How suitable is Wimba Classroom as an online learning tool and as a medium for producing Reusable Learning Objects?

The Brookes Student Learning Experience Strategy (Oxford Brookes University, 2006) proposes eight strategic activities to guide its future planning.  These include increasing the diversity of the student body, developing the quality and diversity of staff and making more effective use of Brookes' facilities.  The Strategy then suggests that it is seeking to establish learning environments that provide students with the opportunity to use technologies to enhance their particular learning styles. 

Data gathered from the Unite Survey supports this and confirms that students want more access to technology, smaller teaching groups and more lecturer contact time. 

The Green Paper: University strategy 2010 to 2020 further confirms this activity but asks the question how do we achieve it? 

The Brookes e-learning strategy proposes that Brookes' students should be digitally literate and capable of using an ever expanding range of digital technologies.  In order to be able to achieve this, the strategy suggests that staff should personally experience Web 2.0 technologies (e.g. wikis for collaborative learning) so that they can inform their students. 

With the increasing growth and therein importance of e-learning as part of both a blended learning environment and a wholly online learning environment at Brookes, there is a definite need to improve staff e-learning skills. 

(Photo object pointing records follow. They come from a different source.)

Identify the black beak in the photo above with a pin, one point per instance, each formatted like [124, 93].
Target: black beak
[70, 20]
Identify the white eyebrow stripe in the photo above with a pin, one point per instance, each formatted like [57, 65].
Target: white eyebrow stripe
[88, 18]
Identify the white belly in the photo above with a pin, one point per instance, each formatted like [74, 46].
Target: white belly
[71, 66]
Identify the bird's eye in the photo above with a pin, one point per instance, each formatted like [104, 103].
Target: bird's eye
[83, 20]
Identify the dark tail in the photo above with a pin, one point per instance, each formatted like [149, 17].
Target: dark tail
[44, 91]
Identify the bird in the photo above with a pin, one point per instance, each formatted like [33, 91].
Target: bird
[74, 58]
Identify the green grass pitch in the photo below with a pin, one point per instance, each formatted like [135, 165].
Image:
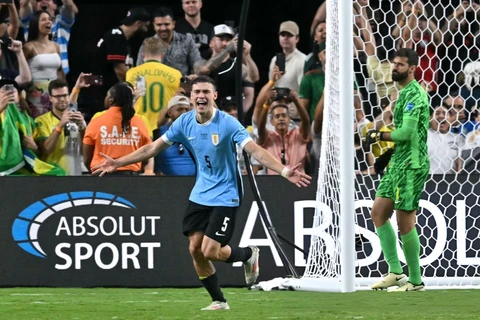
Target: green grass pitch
[144, 304]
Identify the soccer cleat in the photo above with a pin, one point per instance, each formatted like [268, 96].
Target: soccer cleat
[390, 280]
[217, 305]
[251, 267]
[409, 287]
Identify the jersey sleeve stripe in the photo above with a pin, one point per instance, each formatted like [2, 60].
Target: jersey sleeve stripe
[244, 142]
[116, 57]
[165, 139]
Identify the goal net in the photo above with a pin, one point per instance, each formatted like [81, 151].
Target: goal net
[447, 39]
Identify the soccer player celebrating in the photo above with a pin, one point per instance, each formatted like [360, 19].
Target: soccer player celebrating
[211, 137]
[402, 185]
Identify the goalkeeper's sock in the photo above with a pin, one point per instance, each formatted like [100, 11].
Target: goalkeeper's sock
[411, 248]
[239, 254]
[388, 241]
[211, 284]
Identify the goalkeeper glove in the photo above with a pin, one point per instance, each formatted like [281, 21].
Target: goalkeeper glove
[373, 136]
[382, 161]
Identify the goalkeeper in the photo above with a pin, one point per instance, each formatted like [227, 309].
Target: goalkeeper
[402, 185]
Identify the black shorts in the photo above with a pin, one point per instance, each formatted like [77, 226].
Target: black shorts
[217, 223]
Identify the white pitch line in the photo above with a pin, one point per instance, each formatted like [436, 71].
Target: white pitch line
[32, 294]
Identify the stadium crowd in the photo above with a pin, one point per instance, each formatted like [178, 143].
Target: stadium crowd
[44, 132]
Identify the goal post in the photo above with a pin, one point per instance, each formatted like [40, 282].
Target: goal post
[334, 243]
[448, 221]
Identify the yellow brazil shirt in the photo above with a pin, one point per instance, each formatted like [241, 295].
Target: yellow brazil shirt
[161, 82]
[45, 124]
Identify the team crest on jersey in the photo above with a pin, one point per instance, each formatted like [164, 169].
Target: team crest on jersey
[215, 138]
[409, 106]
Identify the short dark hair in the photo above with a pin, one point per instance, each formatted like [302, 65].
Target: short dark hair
[163, 12]
[33, 29]
[56, 84]
[280, 105]
[123, 97]
[205, 79]
[228, 104]
[410, 54]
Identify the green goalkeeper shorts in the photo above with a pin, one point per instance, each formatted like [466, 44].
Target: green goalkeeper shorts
[404, 187]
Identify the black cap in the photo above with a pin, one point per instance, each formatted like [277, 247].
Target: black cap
[8, 81]
[136, 14]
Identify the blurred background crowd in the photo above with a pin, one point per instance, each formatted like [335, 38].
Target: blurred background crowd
[79, 79]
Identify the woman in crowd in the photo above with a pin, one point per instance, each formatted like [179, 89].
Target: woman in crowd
[43, 56]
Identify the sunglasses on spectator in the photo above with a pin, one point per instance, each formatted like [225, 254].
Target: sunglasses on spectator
[60, 96]
[456, 106]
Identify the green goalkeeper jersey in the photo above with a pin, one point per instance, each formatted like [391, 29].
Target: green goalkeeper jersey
[412, 106]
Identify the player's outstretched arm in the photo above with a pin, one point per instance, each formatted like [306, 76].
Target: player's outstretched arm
[269, 161]
[139, 155]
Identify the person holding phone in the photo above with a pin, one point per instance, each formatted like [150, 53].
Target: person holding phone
[290, 60]
[44, 60]
[24, 75]
[63, 19]
[221, 66]
[55, 128]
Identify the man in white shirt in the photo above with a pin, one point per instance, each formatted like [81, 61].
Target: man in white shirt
[288, 37]
[444, 147]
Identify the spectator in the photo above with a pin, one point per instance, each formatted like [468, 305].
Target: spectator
[458, 116]
[113, 55]
[181, 52]
[24, 75]
[117, 132]
[471, 151]
[175, 161]
[444, 147]
[319, 36]
[193, 24]
[423, 36]
[313, 83]
[294, 59]
[470, 91]
[9, 26]
[379, 51]
[62, 22]
[460, 39]
[18, 150]
[287, 146]
[58, 130]
[267, 95]
[43, 56]
[221, 66]
[160, 81]
[229, 106]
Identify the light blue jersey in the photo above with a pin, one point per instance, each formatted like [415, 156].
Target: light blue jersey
[213, 147]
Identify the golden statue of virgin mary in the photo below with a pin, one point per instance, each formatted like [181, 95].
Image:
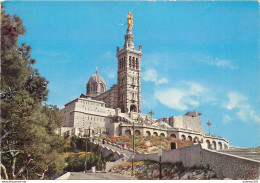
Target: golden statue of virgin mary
[130, 23]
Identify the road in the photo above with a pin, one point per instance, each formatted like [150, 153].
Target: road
[98, 176]
[122, 151]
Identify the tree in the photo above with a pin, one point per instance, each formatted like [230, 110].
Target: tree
[28, 139]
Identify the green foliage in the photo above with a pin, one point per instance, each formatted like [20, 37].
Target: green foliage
[28, 139]
[75, 161]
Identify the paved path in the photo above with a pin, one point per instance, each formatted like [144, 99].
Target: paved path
[243, 152]
[98, 176]
[122, 151]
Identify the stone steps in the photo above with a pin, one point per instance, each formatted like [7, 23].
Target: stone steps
[246, 153]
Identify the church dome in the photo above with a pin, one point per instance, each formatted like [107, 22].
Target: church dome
[96, 85]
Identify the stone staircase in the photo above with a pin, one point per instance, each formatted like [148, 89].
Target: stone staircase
[242, 152]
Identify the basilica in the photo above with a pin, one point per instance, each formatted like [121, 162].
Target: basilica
[114, 111]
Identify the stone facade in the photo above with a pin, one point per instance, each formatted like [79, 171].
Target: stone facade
[225, 165]
[113, 112]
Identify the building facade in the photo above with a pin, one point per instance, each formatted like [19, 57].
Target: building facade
[113, 112]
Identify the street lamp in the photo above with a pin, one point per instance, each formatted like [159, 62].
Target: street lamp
[160, 153]
[151, 114]
[86, 150]
[133, 156]
[209, 124]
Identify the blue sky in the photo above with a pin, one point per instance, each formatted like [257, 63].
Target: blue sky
[196, 56]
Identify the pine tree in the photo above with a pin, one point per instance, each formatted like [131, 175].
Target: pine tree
[28, 140]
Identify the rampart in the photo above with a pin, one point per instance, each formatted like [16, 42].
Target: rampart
[225, 165]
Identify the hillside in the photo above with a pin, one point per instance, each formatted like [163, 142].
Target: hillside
[148, 144]
[149, 170]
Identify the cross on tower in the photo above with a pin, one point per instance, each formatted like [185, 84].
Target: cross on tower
[209, 124]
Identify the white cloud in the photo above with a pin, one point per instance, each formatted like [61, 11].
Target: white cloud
[217, 62]
[152, 75]
[227, 118]
[182, 97]
[112, 75]
[162, 81]
[108, 55]
[235, 99]
[239, 102]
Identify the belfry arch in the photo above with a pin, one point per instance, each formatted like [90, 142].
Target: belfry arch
[133, 108]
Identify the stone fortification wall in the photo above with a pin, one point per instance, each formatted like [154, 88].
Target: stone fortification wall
[230, 166]
[106, 151]
[225, 165]
[193, 123]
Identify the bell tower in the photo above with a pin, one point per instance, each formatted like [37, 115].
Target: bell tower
[129, 72]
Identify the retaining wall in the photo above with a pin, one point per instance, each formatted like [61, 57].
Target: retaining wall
[225, 165]
[106, 151]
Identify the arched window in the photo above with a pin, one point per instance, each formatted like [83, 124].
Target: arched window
[133, 62]
[88, 89]
[130, 61]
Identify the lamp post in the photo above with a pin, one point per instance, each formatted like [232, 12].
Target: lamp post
[209, 124]
[86, 154]
[133, 148]
[160, 154]
[86, 149]
[151, 114]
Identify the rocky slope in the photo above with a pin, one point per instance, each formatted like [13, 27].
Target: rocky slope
[149, 170]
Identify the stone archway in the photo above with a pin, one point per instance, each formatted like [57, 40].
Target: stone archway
[133, 108]
[214, 145]
[128, 132]
[162, 135]
[155, 134]
[148, 133]
[173, 135]
[183, 137]
[225, 146]
[190, 138]
[219, 145]
[208, 144]
[196, 139]
[137, 133]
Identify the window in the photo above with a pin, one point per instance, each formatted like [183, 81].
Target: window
[133, 62]
[130, 61]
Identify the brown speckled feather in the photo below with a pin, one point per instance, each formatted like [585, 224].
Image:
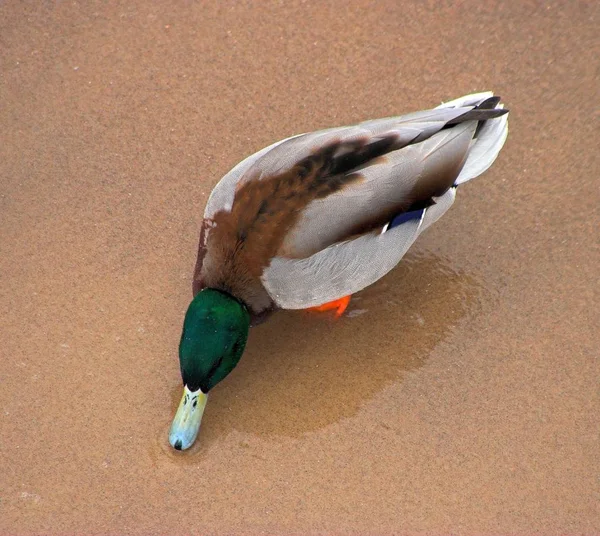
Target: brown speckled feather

The Media Workshop is responsible for training staff to use all aspects of e-learning at Brookes and as such it has developed a wide range of courses that staff can attend for free.  The sessions run several times a semester and are available at different times and dates to try to accommodate staff needs.  However, over the past few years there has been a significant decrease in the number of staff attending the traditional face to face e-learning training sessions.   Through the use of questionnaires it has been established that one of the reasons for this poor attendance is the lack of time available for the traditional face to face sessions. Respondents felt that the benefits they would receive from attending the sessions did not out weigh the time costs they would incur and therefore they chose not to attend.  Respondents from campuses other than Headington suggested that the sessions might be delivered in an online format to negate the need to travel to Headington. Another issue with the scheduled sessions was that if staff did not use the skills they had learned at the sessions they soon forgot what they had learned.  Therefore interest was expressed in the idea of RLOS that could be used repeatedly to consolidate staff learning as and when staff needed them.